A little something...... ; 7:42 PM
Why do I keep doing wrong? The anger, the insults and the grudges I have held on. Why, why do I keep I doing wrong?.... I thought about it and came up with this....
Lord, this my cry (by Me!!)
Why does evil find me,
and yet with this knowledge
do wrong.
Why is it that
I cannot do good
as much as I
do evil?
Lord, is this your plan for me?
Lord, am I destined to create evil?
Lord, am I truly who I am?....
Am I the darkness that
will plunge the world into pure darkness?
Will I bring chaos and
cause mass destruction amongst the people?

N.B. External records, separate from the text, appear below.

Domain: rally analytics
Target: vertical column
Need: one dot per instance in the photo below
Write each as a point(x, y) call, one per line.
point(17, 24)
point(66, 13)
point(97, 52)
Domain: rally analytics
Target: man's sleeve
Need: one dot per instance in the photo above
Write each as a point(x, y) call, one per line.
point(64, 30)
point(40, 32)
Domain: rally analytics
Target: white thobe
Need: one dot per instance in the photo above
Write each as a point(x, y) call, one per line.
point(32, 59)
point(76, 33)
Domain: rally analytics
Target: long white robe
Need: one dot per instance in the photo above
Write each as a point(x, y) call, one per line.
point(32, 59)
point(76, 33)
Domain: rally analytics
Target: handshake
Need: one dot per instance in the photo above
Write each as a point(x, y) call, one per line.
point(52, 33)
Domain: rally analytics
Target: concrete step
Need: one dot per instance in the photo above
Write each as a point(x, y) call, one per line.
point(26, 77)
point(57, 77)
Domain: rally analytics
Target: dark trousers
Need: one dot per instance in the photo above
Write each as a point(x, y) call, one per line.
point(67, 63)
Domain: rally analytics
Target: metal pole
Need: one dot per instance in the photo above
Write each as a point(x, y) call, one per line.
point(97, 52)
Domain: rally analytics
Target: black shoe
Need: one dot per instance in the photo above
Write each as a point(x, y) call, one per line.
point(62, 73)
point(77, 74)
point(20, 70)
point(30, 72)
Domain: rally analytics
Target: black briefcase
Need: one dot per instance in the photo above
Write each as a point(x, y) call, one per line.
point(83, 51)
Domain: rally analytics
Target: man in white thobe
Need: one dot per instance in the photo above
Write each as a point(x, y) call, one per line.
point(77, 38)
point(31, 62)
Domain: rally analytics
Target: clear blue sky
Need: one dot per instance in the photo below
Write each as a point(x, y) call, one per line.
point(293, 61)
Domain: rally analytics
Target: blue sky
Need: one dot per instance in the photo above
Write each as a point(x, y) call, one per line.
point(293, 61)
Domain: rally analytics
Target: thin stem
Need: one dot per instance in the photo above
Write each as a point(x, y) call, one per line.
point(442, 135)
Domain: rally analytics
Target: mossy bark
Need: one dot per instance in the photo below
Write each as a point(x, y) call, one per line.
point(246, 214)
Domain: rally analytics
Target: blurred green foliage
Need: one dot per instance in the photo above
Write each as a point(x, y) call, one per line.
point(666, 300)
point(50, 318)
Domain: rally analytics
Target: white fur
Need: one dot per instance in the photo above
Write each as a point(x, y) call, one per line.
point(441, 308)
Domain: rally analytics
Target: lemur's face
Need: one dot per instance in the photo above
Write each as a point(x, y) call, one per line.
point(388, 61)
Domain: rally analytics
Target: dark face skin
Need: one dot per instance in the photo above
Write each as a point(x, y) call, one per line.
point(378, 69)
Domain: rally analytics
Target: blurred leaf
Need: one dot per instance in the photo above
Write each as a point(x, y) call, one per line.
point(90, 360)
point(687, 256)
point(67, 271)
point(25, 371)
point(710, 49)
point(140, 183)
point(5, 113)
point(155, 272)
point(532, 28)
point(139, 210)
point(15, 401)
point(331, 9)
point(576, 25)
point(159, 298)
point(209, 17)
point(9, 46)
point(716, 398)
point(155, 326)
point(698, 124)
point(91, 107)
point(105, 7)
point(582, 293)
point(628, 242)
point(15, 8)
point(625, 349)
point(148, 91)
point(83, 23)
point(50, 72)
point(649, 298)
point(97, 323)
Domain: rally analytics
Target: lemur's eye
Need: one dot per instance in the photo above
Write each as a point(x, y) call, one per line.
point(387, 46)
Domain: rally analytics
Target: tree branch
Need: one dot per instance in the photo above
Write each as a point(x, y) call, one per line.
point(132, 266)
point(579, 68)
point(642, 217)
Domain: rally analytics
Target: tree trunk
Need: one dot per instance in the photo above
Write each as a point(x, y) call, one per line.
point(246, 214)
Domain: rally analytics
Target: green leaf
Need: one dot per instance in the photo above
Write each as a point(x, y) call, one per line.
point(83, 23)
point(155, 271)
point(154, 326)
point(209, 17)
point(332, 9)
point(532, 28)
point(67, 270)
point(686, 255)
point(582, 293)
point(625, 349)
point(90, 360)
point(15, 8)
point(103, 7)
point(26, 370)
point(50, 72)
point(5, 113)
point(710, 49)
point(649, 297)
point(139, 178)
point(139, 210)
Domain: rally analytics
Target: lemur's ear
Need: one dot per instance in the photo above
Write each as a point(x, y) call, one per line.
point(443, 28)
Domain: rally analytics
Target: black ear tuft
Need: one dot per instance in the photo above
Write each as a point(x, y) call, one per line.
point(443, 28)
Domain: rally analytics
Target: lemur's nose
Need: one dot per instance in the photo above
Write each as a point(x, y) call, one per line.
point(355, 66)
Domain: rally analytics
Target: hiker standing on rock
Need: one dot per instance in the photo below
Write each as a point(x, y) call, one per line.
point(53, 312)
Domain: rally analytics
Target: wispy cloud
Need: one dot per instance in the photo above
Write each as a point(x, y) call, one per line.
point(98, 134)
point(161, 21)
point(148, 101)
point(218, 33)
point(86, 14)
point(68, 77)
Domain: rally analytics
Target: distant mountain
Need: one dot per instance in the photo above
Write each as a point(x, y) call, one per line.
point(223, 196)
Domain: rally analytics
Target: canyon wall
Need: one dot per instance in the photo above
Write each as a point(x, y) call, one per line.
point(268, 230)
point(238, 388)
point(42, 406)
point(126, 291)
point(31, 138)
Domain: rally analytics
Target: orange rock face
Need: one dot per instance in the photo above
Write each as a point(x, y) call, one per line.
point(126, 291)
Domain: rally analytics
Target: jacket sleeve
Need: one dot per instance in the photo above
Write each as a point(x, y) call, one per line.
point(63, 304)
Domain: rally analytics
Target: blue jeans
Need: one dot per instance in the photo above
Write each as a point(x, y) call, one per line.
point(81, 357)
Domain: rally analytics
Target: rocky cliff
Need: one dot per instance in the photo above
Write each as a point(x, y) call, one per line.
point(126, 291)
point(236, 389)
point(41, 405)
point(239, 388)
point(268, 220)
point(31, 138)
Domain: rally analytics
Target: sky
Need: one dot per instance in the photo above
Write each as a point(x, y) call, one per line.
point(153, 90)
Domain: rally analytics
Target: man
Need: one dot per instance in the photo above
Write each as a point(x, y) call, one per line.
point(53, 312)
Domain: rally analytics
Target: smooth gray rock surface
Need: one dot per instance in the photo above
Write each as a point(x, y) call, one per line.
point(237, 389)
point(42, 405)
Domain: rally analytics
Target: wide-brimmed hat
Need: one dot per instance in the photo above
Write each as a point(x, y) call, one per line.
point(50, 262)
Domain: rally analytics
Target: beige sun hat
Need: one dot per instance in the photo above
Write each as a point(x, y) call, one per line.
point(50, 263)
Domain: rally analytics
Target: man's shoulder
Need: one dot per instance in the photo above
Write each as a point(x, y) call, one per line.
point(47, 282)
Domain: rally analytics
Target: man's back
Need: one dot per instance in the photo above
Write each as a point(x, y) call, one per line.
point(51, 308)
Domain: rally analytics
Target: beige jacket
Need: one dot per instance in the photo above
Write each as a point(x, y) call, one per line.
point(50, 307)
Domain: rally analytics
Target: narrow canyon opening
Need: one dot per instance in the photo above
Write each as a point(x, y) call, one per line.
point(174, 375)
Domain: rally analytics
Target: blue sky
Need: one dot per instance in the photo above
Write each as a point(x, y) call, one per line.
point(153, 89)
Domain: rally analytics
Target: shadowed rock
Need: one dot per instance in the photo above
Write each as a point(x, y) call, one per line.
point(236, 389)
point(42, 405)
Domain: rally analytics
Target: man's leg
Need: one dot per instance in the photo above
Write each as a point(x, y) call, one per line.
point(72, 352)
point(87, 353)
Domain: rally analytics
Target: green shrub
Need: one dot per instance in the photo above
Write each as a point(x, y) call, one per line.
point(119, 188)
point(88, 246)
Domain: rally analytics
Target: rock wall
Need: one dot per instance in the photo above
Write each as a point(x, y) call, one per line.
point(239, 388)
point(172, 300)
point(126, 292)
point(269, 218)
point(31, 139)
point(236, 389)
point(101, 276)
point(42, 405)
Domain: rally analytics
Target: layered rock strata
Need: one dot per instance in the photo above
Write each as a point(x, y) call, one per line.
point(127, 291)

Lord, when would I achieve such
Great Faith like Daniel, such
Great Wisdom like Solomon, such
Great Leadership like Moses, and
being sinless like Jesus Christ.....
Lord, be with me as
I walk this great journey
trying hard to be just
like Jesus as he walked
this path as I am now.
Lord, create in me a clean heart
may I walk with a sense of
what is right, the truth and
what you want me to be.....
Maybe I could be one of the many
lights you have made amongst the people that
has glorified your name by being who you
want them to be, being a true servant
of you Lord....
This is my cry, Lord
Be with me as live
Create me a clean heart
Cast me not away, and
make me a true servant
for your use. Thank you,
The Lord of all good....
What is your cry?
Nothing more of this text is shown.